Peter Lindgren
- Full name: Peter Lindgren
- Country (sports): Sweden
- Born: 1 June 1964 (age 60) Stockholm, Sweden
- Height: 5 ft 9 in (175 cm)
- Plays: Right-handed
- Prize money: $45,230

Singles
- Career record: 4–18
- Highest ranking: No. 119 (2 May 1988)

Grand Slam singles results
- Wimbledon: 1R (1988)

Doubles
- Career record: 1–2
- Highest ranking: No. 302 (10 August 1987)

= Peter Lindgren (tennis) =

Swedish tennis player

Peter Lindgren (born 1 June 1964) is a former professional tennis player from Sweden.

==Biography==
Lindgren, a right-handed player born in Stockholm, played on the professional tour in the 1980s.

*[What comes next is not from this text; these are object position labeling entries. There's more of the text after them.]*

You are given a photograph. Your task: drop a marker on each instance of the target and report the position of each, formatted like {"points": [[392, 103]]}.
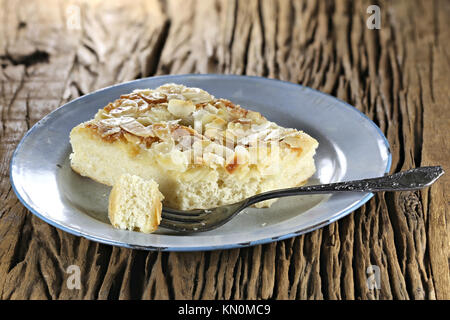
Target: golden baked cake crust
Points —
{"points": [[202, 151]]}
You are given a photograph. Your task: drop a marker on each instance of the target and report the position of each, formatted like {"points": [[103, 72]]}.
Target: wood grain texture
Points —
{"points": [[53, 51]]}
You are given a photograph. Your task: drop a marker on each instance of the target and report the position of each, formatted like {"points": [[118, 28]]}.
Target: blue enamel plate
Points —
{"points": [[351, 147]]}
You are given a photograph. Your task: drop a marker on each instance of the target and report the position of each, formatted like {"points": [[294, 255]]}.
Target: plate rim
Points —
{"points": [[305, 230]]}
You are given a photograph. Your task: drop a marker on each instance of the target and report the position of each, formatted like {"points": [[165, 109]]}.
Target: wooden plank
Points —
{"points": [[398, 76]]}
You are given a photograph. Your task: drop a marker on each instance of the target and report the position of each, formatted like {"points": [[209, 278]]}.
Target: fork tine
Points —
{"points": [[190, 213]]}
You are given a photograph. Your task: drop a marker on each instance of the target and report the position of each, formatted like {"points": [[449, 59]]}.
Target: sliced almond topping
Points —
{"points": [[180, 108], [138, 129]]}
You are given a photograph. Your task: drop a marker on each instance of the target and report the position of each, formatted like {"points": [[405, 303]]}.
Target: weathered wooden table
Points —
{"points": [[54, 51]]}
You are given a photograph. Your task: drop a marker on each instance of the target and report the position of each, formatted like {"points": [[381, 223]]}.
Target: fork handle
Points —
{"points": [[406, 180]]}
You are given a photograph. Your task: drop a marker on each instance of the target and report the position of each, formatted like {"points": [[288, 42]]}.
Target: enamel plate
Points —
{"points": [[350, 147]]}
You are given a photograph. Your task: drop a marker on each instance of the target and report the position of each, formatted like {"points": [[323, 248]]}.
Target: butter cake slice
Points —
{"points": [[202, 151]]}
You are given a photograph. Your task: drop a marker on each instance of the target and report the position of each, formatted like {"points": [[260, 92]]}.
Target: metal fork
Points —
{"points": [[201, 220]]}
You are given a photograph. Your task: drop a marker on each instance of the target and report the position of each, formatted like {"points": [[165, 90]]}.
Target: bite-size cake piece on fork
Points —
{"points": [[202, 151]]}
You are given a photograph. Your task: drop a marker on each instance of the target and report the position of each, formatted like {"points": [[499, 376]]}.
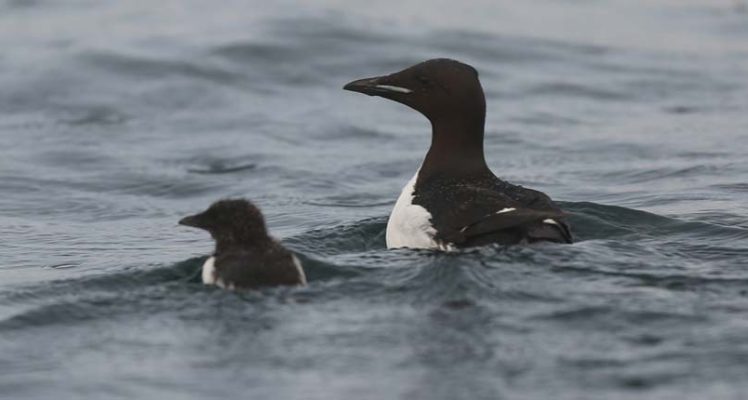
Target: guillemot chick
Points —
{"points": [[246, 256], [454, 200]]}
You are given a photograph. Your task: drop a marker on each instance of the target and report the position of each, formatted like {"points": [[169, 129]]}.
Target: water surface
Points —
{"points": [[117, 119]]}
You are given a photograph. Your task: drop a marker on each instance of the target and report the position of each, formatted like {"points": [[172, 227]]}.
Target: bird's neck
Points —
{"points": [[227, 243], [456, 149]]}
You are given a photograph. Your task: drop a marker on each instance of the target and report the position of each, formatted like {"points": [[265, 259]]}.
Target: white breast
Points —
{"points": [[299, 268], [210, 276], [410, 224]]}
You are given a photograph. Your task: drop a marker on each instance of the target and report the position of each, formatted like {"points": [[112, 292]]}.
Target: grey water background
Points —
{"points": [[119, 118]]}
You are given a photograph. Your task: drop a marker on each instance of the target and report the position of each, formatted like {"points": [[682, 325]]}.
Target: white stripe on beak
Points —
{"points": [[396, 89]]}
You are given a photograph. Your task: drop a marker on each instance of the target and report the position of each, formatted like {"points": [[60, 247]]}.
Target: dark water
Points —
{"points": [[118, 118]]}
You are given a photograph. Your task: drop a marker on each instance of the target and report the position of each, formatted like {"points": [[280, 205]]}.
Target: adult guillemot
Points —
{"points": [[454, 200], [245, 256]]}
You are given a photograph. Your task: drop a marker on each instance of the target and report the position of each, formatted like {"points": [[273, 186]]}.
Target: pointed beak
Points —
{"points": [[377, 86]]}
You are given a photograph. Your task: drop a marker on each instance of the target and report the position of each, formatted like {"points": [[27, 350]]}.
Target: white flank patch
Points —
{"points": [[396, 89], [410, 224], [297, 263], [209, 271]]}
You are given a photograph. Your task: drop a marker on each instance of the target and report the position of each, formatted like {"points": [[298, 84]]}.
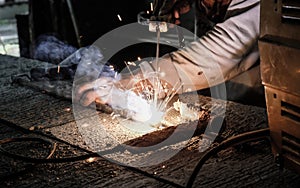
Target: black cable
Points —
{"points": [[67, 159], [235, 140]]}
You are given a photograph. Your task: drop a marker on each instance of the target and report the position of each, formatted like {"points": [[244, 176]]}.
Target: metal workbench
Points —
{"points": [[31, 113]]}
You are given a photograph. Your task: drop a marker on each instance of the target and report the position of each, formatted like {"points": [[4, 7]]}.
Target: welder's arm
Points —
{"points": [[223, 53]]}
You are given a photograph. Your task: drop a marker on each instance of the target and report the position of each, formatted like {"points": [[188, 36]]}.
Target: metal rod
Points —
{"points": [[74, 21]]}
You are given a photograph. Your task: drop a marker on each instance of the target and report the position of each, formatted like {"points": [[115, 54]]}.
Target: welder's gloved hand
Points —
{"points": [[104, 90], [170, 10]]}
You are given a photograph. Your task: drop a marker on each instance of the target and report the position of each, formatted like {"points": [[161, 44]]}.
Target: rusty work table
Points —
{"points": [[32, 113]]}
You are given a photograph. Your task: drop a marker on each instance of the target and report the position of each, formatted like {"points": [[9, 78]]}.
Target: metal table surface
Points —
{"points": [[37, 114]]}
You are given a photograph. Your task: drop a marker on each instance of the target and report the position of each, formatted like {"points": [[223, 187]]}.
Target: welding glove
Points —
{"points": [[170, 10]]}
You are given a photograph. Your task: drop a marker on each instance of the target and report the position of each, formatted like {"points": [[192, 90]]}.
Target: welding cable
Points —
{"points": [[232, 141], [47, 159]]}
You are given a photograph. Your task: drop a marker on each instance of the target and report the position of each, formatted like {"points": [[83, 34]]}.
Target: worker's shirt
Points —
{"points": [[226, 51]]}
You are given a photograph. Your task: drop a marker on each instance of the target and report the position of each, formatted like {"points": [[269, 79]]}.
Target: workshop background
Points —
{"points": [[37, 120]]}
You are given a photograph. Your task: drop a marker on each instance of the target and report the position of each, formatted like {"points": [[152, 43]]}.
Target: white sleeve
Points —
{"points": [[223, 53]]}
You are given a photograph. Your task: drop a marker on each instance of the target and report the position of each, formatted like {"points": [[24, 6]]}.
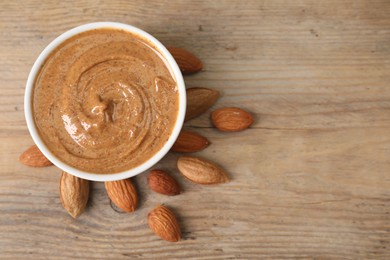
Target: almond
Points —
{"points": [[123, 194], [164, 223], [231, 119], [199, 100], [187, 62], [74, 193], [34, 157], [201, 171], [161, 182], [189, 142]]}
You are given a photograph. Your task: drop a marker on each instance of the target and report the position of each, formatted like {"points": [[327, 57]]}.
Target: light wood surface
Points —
{"points": [[310, 178]]}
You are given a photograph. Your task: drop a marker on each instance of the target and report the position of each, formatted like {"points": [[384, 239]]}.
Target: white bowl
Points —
{"points": [[109, 176]]}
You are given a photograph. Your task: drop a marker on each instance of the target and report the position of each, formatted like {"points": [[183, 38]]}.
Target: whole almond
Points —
{"points": [[164, 223], [189, 142], [201, 171], [34, 157], [161, 182], [231, 119], [188, 62], [199, 100], [123, 194], [74, 193]]}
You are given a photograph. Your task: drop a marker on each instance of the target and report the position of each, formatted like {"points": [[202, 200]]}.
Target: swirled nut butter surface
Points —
{"points": [[105, 101]]}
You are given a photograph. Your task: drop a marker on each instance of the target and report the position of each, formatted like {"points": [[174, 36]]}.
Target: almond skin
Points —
{"points": [[201, 171], [231, 119], [161, 182], [188, 62], [34, 157], [190, 142], [74, 193], [199, 100], [123, 194], [164, 223]]}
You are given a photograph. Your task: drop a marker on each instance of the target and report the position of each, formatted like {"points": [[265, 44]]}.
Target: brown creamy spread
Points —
{"points": [[105, 101]]}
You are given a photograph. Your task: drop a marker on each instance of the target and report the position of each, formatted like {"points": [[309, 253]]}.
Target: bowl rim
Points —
{"points": [[28, 111]]}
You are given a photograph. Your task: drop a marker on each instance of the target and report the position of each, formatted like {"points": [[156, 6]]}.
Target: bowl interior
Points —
{"points": [[97, 176]]}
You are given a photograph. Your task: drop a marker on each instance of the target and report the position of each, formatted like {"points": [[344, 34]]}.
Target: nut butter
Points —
{"points": [[105, 101]]}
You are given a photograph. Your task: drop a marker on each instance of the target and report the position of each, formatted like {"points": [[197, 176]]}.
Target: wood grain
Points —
{"points": [[310, 178]]}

He had a career best ranking of 119 in the world and made his only main draw appearance in a grand slam tournament at the 1988 Wimbledon Championships, losing in the first round to Karel Nováček. His best performance on the Grand Prix circuit was an appearance in the round of 16 at the 1988 U.S. Pro Indoor, which included a 6–1, 6–0 win over fourth seed Eduardo Bengoechea. He also beat top 50 players Ramesh Krishnan and Ulf Stenlund during his career.